SNMP data collection modes within the Network Management Software LoriotPro

SNMP data collection modes within the Network Management Software LoriotPro

Introduction 

With most of the SNMP Network Manager software like LoriotPro there are many ways to carry out status and performance indicator SNMP collection on monitored devices. This article explores these different ways, their advantages and disadvantages. LoriotPro is primarily an SNMP MANAGER in the strict sense of the SNMP standard, but it is also able to perform collections of any type using other protocols, databases, files, WEB access, XML, etc. SNMP collections are mainly covered in this document, but other types of data can be collected using the same modes.

The choice of an SNMP collection mode (method) is directly related to the following questions:

  1. How quickly should network administrators be informed of a malfunction? (responsiveness)
  2. How many devices have to be monitored and what are their access times? (milliseconds or seconds)
  3. How many performance indicators or statuses have to be collected on the devices? It is likely that not all monitored indicators have the same criticality.

Based on this information it will be easier to determine:

  1. If the mode of data collection must be passive or active or a combination of both.
  2. The period of the data collections in active mode.

Passive mode versus active mode

In passive mode, the SNMP manager (LoriotPro) waits to receive SNMP packets informing it of a change of status or an anomaly. These packets in the SNMP standard are called Trap or Notification. On receipt, the packets are analyzed and, in the event of a response with values judged outside the thresholds, the alarms are generated and the monitoring dashboards updated.

In active mode it is the SNMP manager (LoriotPro) who regularly polls the equipment, in case of non-response or response with values judged out of the thresholds, the alarms are generated and the monitoring dashboards updated.
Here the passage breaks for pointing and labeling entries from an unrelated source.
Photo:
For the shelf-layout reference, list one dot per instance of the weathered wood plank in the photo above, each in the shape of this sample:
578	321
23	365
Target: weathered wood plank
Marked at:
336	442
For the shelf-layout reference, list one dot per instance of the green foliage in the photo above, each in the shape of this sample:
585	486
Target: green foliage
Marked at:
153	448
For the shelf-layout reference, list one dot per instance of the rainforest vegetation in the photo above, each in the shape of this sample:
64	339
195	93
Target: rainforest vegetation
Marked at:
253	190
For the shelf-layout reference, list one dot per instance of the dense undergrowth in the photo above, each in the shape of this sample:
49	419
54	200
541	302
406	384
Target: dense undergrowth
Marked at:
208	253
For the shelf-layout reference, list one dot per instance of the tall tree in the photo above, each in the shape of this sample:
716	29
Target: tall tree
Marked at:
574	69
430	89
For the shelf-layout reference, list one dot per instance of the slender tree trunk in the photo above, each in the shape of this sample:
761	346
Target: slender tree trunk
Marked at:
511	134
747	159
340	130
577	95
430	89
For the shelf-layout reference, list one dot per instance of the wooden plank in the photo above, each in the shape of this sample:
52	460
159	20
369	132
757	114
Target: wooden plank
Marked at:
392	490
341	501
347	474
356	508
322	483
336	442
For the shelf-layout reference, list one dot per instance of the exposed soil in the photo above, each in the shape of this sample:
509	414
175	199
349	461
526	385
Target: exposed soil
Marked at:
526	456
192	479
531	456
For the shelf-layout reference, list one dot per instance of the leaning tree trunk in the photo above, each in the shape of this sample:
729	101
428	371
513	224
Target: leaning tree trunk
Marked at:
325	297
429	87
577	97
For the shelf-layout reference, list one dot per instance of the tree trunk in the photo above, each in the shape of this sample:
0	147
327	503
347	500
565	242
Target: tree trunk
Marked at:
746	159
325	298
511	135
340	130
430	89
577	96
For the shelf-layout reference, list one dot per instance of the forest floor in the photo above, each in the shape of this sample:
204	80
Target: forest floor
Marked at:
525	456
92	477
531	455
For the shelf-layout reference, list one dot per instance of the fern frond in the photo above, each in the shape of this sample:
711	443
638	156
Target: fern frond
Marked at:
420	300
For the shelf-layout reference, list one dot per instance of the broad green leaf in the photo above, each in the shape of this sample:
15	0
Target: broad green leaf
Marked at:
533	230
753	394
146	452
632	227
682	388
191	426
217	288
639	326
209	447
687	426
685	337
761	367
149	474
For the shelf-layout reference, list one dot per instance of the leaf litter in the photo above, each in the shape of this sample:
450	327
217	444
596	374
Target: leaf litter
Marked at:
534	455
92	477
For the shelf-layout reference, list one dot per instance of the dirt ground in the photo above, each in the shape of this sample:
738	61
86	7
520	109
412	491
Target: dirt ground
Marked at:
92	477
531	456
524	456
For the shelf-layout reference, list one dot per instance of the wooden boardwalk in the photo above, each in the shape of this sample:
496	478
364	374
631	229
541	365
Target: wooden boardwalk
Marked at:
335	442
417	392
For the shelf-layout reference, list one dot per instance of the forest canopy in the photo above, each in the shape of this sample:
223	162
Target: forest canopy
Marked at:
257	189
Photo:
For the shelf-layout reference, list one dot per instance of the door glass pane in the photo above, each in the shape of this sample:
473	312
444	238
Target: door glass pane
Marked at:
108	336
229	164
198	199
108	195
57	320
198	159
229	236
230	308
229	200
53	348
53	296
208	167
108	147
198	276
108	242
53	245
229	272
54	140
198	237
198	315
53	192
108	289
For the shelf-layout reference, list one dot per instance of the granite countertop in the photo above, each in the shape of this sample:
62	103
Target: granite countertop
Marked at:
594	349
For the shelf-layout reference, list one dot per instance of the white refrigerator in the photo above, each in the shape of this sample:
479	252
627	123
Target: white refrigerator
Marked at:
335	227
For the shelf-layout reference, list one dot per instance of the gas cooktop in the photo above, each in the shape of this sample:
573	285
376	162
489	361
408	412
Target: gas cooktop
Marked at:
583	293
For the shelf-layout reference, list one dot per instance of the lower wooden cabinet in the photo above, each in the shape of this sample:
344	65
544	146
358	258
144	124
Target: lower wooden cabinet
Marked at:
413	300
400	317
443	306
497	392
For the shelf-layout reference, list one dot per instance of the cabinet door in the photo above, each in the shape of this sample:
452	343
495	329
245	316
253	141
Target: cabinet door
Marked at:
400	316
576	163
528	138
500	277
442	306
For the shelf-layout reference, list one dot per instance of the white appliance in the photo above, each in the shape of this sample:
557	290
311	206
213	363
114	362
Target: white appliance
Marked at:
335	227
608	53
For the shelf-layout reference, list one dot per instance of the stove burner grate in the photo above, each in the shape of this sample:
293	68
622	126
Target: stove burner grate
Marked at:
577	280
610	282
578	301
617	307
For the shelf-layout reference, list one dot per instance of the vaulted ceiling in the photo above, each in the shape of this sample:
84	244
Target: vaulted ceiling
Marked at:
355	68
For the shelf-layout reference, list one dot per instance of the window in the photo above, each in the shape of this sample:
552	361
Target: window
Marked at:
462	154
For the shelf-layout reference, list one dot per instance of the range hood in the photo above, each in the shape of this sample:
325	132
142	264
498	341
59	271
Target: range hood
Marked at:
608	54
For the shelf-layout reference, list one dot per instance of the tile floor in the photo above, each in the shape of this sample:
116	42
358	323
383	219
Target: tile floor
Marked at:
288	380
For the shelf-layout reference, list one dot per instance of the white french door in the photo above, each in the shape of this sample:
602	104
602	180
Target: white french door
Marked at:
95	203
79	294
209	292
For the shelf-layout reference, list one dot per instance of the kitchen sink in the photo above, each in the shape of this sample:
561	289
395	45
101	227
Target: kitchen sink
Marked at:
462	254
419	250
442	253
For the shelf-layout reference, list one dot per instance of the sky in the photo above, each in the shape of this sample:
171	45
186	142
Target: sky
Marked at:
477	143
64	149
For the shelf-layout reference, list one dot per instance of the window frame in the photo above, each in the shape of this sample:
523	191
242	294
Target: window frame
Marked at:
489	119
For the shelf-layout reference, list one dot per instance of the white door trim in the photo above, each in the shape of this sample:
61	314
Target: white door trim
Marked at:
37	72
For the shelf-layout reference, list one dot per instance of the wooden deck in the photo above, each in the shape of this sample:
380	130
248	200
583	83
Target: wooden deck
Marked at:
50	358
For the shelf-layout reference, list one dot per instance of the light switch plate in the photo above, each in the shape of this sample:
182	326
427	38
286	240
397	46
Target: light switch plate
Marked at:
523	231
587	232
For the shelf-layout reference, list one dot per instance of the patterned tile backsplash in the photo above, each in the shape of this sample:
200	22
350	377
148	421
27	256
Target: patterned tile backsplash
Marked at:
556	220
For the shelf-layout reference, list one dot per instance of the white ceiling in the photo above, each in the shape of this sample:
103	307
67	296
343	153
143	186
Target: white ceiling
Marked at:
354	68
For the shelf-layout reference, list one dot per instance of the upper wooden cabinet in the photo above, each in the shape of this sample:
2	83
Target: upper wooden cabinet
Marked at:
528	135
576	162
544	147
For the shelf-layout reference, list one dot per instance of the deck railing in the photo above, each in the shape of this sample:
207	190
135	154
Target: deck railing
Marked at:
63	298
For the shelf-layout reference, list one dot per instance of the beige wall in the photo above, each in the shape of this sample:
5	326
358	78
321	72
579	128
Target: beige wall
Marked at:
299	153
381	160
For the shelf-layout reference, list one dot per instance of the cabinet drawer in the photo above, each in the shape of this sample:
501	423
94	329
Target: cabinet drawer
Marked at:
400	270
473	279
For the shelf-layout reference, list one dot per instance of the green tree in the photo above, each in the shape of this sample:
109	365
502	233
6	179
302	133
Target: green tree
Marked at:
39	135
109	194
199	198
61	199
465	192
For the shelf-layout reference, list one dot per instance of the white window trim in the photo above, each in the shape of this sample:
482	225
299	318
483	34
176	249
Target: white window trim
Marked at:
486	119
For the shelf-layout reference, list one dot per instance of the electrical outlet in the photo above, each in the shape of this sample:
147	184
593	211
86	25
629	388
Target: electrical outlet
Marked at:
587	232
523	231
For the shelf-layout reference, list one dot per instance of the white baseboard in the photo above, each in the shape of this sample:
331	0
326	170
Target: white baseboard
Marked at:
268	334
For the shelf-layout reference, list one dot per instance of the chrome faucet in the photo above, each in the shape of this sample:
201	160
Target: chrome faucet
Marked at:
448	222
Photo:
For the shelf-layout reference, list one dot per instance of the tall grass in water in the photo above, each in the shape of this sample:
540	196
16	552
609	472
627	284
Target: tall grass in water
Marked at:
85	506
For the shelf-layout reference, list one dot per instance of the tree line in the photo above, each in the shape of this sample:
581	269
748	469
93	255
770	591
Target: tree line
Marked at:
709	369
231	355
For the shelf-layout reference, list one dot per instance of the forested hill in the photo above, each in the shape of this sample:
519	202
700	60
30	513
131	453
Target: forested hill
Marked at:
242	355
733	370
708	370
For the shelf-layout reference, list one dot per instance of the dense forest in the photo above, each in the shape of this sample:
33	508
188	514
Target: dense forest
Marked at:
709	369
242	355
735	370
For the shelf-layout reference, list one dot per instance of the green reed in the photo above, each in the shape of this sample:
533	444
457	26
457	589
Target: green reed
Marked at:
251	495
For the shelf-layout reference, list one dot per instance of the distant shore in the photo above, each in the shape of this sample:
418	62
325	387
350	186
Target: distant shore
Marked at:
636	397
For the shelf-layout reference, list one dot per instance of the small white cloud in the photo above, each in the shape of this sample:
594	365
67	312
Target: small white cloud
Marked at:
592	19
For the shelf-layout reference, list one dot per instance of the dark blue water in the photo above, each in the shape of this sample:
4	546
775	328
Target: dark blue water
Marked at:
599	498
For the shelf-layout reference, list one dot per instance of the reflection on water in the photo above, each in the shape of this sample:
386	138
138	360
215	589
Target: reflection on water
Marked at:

Advantages of the passive mode:

  • Economical in bandwidth. If there are no anomalies on the equipment, there is no flow generated.
  • Alarms and anomalies are immediately reported to the manager and administrators

Drawbacks of the passive mode:

  • If there is packet loss by the network or simply loss of the connection link, the SNMP manager is not informed and anomalies can go unnoticed. SNMP trap packet use UDP protocol which is more likely to be dropped by congested routers. This drawback disappears when the device supports SNMP Inform and retransmission in case of non-acknowledgments. This risk is also reduced with LoriotPro because the regular PING polling makes it possible to have an alarm in case of loss of connection with an IP device.
  • Some devices do not have an SNMP agent capable of sending Trap or the available Trap does not allow having a relevant and exhaustive monitoring.
  • Only statuses can be monitored, flow and trend values cannot be captured or difficult to get except for RMON capable devices.
  • Since the source of the packets is multiple, access security is more difficult to manage and complicates the firewall rules.
  • The formats of the TRAP are very disparate and variant which makes complex the installation of filters and difficult to treat for the SNMP manager
  • Filters in place can only be tested by simulation (available with LoriotPro) or in rare cases where equipment can generate them on demand

Benefits of active mode:

  • Far less sensitive to packet loss and especially alarms are possible in case of loss of connection with the monitored device.
  • Collection of any type of variable at regular intervals
  • Collection frequency adjustable according to the criticality of the device or indicator being monitored.
  • Repetition of the collection in case of failure (retry)
  • Adjustable abort time in case of non-response (Timeout)
  • Richness of performance indicators (MIB Object) available

Drawbacks of active mode:

  • It generates more traffic on the network
  • It may overly stress the monitored device.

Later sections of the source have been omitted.